I've written many times here about my dad, how we meet weekly for breakfast on Wednesdays, and how he's taught me so many things about life, and about being gracious with what life give you. I've written about how, in the last few years, now that I'm an adult, I've gotten to know my dad in a new way, very different from the man I knew when I was little. But this is all very recent stuff with my dad. It's only been the last 5 or 6 years that I've gotten to know him very well.
When I think back on my childhood, there were many wonderful memories of camping and fishing and stuff like that with dad, but the truly shaping memories of my youth involve my mom. Dad worked, as dad's do, but mom was always home. Always there. Rock steady. Unmovable. At least to my childlike eyes.
Yesterday I had lunch with my mother. Sometimes forget just how blessed I am.
Mom is just about as old as dad, in her mid 70's. Not a young chicken by an means, but still as spry as a young woman. Her body is getting older and slowing down, but her mind is still sharp as a razor. I don't often get the chance to sit down and just talk freely with my mom. Yesterday was wonderful.
We met at Applebees on Arden Way about 11am. We both had salads (she's a diet enthusiast, and always has been, so I couldn't exactly order a big ol' hamburger without getting a "look" from mom. Dang it, I'm a grown man, but she's STILL mom). And we started to talk. We talked about family: my kids, my cousins, brothers, their families, etc. Just kinda getting up to date on what's new with my huge extended family. We talked a little bit about my friend that I wrote about 2 posts back, and my thoughts about that.
Then, the most enjoyable topic arose. She asked me how much I remembered about our trip to New York state when I was 12 years old? I thought I remembered everything, but evidently not! I was only 12 at the time, and (this blows mind) she was about MY age now when she took my sister and I on a Greyhound bus, 4 days across the USA, from Sacramento to upstate New York. What a trip that was!
We talked about everything regarding that trip.

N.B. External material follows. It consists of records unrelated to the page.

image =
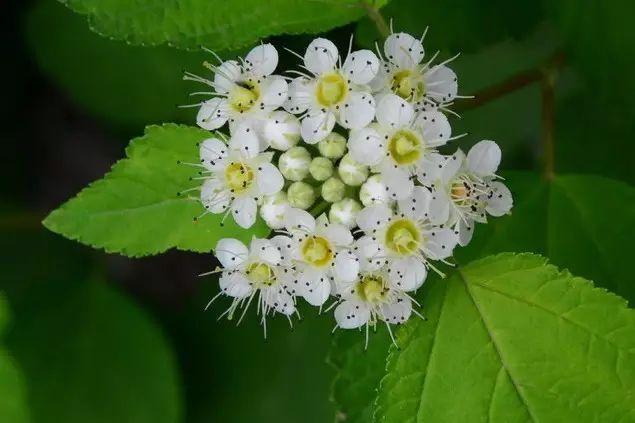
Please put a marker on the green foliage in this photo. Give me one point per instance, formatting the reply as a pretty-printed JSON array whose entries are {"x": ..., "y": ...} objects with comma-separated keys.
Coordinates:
[
  {"x": 134, "y": 210},
  {"x": 358, "y": 373},
  {"x": 512, "y": 338},
  {"x": 216, "y": 24},
  {"x": 90, "y": 355},
  {"x": 457, "y": 25},
  {"x": 116, "y": 82},
  {"x": 583, "y": 223},
  {"x": 13, "y": 407}
]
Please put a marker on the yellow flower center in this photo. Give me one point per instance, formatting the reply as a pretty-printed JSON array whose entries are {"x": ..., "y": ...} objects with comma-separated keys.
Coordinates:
[
  {"x": 243, "y": 96},
  {"x": 331, "y": 89},
  {"x": 260, "y": 274},
  {"x": 405, "y": 147},
  {"x": 408, "y": 85},
  {"x": 239, "y": 177},
  {"x": 403, "y": 236},
  {"x": 371, "y": 288},
  {"x": 317, "y": 251}
]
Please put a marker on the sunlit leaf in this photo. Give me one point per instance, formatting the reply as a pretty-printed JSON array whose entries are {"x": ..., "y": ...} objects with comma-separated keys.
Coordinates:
[
  {"x": 511, "y": 338},
  {"x": 135, "y": 210}
]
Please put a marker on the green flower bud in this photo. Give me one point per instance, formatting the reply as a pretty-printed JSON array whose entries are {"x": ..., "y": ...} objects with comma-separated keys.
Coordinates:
[
  {"x": 333, "y": 146},
  {"x": 333, "y": 190},
  {"x": 351, "y": 172},
  {"x": 344, "y": 212},
  {"x": 294, "y": 163},
  {"x": 321, "y": 168},
  {"x": 301, "y": 195}
]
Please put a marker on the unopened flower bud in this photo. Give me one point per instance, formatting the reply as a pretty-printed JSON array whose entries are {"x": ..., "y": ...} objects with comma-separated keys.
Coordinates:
[
  {"x": 281, "y": 130},
  {"x": 294, "y": 163},
  {"x": 301, "y": 195},
  {"x": 333, "y": 146},
  {"x": 321, "y": 168},
  {"x": 373, "y": 191},
  {"x": 333, "y": 190},
  {"x": 351, "y": 172},
  {"x": 273, "y": 209},
  {"x": 345, "y": 211}
]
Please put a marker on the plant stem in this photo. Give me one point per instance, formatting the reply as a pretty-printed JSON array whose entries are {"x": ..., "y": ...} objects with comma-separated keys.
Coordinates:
[
  {"x": 548, "y": 115},
  {"x": 511, "y": 84},
  {"x": 379, "y": 21}
]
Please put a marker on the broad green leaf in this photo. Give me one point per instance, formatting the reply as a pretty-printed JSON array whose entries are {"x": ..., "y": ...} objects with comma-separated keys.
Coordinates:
[
  {"x": 359, "y": 372},
  {"x": 511, "y": 338},
  {"x": 457, "y": 25},
  {"x": 114, "y": 81},
  {"x": 217, "y": 24},
  {"x": 135, "y": 210},
  {"x": 90, "y": 355},
  {"x": 13, "y": 407},
  {"x": 582, "y": 223}
]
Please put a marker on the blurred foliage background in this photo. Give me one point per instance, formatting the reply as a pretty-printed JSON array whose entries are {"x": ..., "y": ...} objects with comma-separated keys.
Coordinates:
[{"x": 92, "y": 337}]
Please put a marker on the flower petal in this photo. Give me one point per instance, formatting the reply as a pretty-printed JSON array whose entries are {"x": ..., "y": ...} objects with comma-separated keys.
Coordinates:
[
  {"x": 366, "y": 146},
  {"x": 245, "y": 140},
  {"x": 361, "y": 66},
  {"x": 441, "y": 243},
  {"x": 281, "y": 130},
  {"x": 397, "y": 312},
  {"x": 435, "y": 127},
  {"x": 262, "y": 60},
  {"x": 357, "y": 111},
  {"x": 501, "y": 200},
  {"x": 484, "y": 157},
  {"x": 316, "y": 126},
  {"x": 403, "y": 50},
  {"x": 351, "y": 314},
  {"x": 213, "y": 113},
  {"x": 244, "y": 211},
  {"x": 441, "y": 84},
  {"x": 226, "y": 76},
  {"x": 264, "y": 250},
  {"x": 231, "y": 252},
  {"x": 235, "y": 284},
  {"x": 373, "y": 217},
  {"x": 345, "y": 266},
  {"x": 321, "y": 56},
  {"x": 394, "y": 112},
  {"x": 269, "y": 179},
  {"x": 407, "y": 274},
  {"x": 273, "y": 92},
  {"x": 297, "y": 219}
]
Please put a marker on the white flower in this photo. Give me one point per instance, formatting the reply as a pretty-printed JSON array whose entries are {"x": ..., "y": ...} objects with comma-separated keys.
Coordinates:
[
  {"x": 372, "y": 297},
  {"x": 405, "y": 242},
  {"x": 253, "y": 274},
  {"x": 402, "y": 72},
  {"x": 466, "y": 190},
  {"x": 400, "y": 144},
  {"x": 237, "y": 176},
  {"x": 243, "y": 92},
  {"x": 331, "y": 91},
  {"x": 319, "y": 252}
]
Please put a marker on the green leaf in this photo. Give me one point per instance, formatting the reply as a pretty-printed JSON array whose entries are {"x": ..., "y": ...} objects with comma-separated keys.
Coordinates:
[
  {"x": 583, "y": 223},
  {"x": 120, "y": 83},
  {"x": 134, "y": 210},
  {"x": 217, "y": 24},
  {"x": 90, "y": 355},
  {"x": 13, "y": 407},
  {"x": 511, "y": 338},
  {"x": 456, "y": 25},
  {"x": 359, "y": 372}
]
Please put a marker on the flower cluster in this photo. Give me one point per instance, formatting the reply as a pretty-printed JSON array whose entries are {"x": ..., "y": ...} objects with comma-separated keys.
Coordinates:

She asked me if I remembered the guy touching me. I said "what?!". I didn't remember any guy touching me! She said, since she and my little sister sat together, I always sat alone across from her, with whatever passenger sat in the 2nd seat next to me. Usually, people were just fine. But I guess there was this one guy sitting next to me for a short leg of the trip, and sometime during the night I whispered across to my mom and said, "this guy keeps touching me." So mom put my sister on her lap, and put me in the seat next to her. After a bit, my mom went up and told the bus driver, because the guy kept giving her weird looks that creeped her out. Mom said the driver stopped the bus and put the guy off the bus in the middle of a corn field in Iowa!
Talk about weird, I don't remember that AT ALL.
I remember the trip, but it was from my 12-year old perspective.
I remember a sweet old lady who sat next to me for one night when we were on the return trip. I kept accidentally leaning on her in my sleep, but then I'd wake up and lean back over the other way, so I wasn't leaning on her, ya know. Not cool for a 12-year old boy to be touching some strange lady. Anyway, after about the third time, she just said quietly, "It's ok sweetie... go to sleep," and I remember snuggling up against this nice old lady and sleeping like a rock.
I remember nasty brown ketchup in the packets at the Cheyenne bus station.
I remember the bus driver missing a dinner stop, and my mom having the only food on the bus. She brought some fruit and crackers for my sister and I, and we shared the food with all the little kids. The adults we SO ticked off at the driver.
I remember these two little kids, brother and sister, getting on the bus in New York, and riding with us all the way to Salt Lake City. They were about 9 and 11 years old, traveling alone (but this was 1976). They took to my mom right away, and for two days, we played and talked and giggled. I remember them standing at the bus station in Salt Lake City, at 10pm, alone with only the clerk there, waiting for their parents to pick them up, crying as the bus left.
I don't remember my mom asking two policeman in the New York City bus depot take me to the bathroom. She said it was so scary there, and I had to pee so bad, that she waved down two NYPD officers, and said she wouldn't let me go to the bathroom my myself in this place, and asked if they'd go with me. She says they were really nice. We actually sat on our luggage so no one could steal it.
Oh, the memories go on and on. Suffice it to say, mom and I had a wonderful lunch. She's such a wonderful lady, and I often take her for granted. She given me so much, and continues to help me to this day.
I sometimes forget just how blessed I am.